I was attending the Mississippi State Federation of Colored Women's Clubs and Youth Affiliates at the Ramada Inn Southwest Conference Center on Sept. 7. Bennett, a graduate of Lanier High School, the executive editor of Ebony Magazine and a hometown hero, had come down from Chicago to speak to the women. Carolyn Nelson, vice president of the Jackson federation, welcomed us. "We're the oldest organized club for women of color in the United States of America," she said, adding that the goal is "lifting as we climb." The group turns 100 next year, and has sister chapters for women and young people in 37 other states. Finally, after the Lanier High School Jazz Band played to rousing applause, Bennett took the podium.

Bennett's writings are blunt and inspiring. In a 1978 paper presented at Ole Miss, he wrote, "The problem of race in Mississippi, and in America, is a white problem, and we shall not overcome until we confront that problem." Whites, he said then, must face the "political, economic and social realities of the 20th century." At the luncheon, it was clear Bennett — the son of a cook and a chauffeur — hasn't lost any fire since he wrote that paper 24 years ago. "We black people don't know who we are. Nobody in the country and Mississippi has done more than black Mississippians. Nobody in the country and the world is owed more," he said to cheers and "you know it." He then added with a grin, "See where I'm going?" The task, he said, is to "make this guilty country apologize and make reparations to descendants of slaves and sharecroppers." Otherwise, "history won't forgive."

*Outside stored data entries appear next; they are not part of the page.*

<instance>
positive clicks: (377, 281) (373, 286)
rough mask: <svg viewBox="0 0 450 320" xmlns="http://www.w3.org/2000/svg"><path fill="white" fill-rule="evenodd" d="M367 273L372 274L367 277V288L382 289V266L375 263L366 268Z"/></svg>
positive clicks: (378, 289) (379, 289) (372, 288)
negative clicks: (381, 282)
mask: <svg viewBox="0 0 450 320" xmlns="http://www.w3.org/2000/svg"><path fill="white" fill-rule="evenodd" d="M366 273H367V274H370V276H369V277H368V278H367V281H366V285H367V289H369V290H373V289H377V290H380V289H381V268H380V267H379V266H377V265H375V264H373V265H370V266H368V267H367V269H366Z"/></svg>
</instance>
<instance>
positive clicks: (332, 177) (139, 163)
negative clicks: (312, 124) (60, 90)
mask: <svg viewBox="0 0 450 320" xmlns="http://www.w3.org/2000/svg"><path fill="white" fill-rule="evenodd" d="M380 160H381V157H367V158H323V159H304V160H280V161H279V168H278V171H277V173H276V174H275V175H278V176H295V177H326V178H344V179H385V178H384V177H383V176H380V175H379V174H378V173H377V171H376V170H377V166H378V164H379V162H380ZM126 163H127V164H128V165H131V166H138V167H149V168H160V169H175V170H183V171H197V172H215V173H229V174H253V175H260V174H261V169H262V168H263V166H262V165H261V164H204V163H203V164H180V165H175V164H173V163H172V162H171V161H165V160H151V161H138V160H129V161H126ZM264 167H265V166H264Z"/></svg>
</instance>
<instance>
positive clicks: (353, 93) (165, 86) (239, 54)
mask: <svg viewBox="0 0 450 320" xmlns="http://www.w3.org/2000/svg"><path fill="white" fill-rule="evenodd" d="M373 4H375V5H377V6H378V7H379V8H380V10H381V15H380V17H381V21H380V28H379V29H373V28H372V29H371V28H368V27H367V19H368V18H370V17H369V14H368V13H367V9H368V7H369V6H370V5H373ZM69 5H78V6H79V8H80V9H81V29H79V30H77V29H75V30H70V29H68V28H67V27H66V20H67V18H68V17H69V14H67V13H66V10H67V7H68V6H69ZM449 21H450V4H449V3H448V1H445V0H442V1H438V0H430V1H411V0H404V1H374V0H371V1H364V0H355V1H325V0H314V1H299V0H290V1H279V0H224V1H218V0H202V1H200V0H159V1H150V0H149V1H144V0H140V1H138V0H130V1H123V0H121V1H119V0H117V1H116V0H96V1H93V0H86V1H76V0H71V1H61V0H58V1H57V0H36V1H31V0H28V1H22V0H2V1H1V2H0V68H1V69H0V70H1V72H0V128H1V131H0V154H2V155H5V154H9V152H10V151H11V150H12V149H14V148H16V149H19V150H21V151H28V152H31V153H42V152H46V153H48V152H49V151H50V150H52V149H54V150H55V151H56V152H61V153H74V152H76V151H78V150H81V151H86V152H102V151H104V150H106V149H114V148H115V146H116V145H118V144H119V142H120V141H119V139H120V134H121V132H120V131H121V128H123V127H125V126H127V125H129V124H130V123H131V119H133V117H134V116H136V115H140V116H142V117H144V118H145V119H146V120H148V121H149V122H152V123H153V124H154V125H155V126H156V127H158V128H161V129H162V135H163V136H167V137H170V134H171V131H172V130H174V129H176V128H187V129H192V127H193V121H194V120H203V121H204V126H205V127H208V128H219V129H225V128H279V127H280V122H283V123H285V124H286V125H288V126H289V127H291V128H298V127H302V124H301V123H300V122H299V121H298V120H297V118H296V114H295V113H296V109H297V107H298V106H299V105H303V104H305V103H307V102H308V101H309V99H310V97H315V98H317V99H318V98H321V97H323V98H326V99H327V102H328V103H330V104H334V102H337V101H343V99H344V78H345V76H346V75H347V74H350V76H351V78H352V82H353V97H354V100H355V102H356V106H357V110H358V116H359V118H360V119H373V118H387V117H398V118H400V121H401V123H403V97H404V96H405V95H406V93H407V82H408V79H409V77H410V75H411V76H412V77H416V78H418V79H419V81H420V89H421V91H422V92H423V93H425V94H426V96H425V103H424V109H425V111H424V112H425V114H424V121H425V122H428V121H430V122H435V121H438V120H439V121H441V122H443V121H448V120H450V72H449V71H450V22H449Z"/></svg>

Bennett warned the women not to believe all the history they've been taught, pointing to his book, "Forced Into Glory: Abraham Lincoln's White Dream" (Johnson Publishing), which he signed afterward. Lincoln, he said, did not fight to free slaves in the South but merely to keep Western states free states.
Afterward, Gabrielle High, a hatless 10th-grader at St. Joseph Catholic School, said Bennett's message "should be explained to youth; we don't understand what's going on." She planned to tell her friends. "It was good. Surely," said Jessie L. Dobbins, 90, nodding sweetly under her small black straw hat with a single flower.

– Donna Ladd


Free Press Facts:

Lerone Bennett Jr. was born in Clarksdale, Miss., in 1928 and raised in Jackson, where he attended Lanier High School. He worked with the Lanier high school paper and edited The Mississippi Enterprise, a black paper in Jackson. He attended Morehouse College where he was editor of the college paper. He later became an editor for the Atlanta Daily World and then was the associate editor of Jet and Ebony. He is an African-American historian and has published many books, including "Before the Mayflower: A History of Black America," in 1962.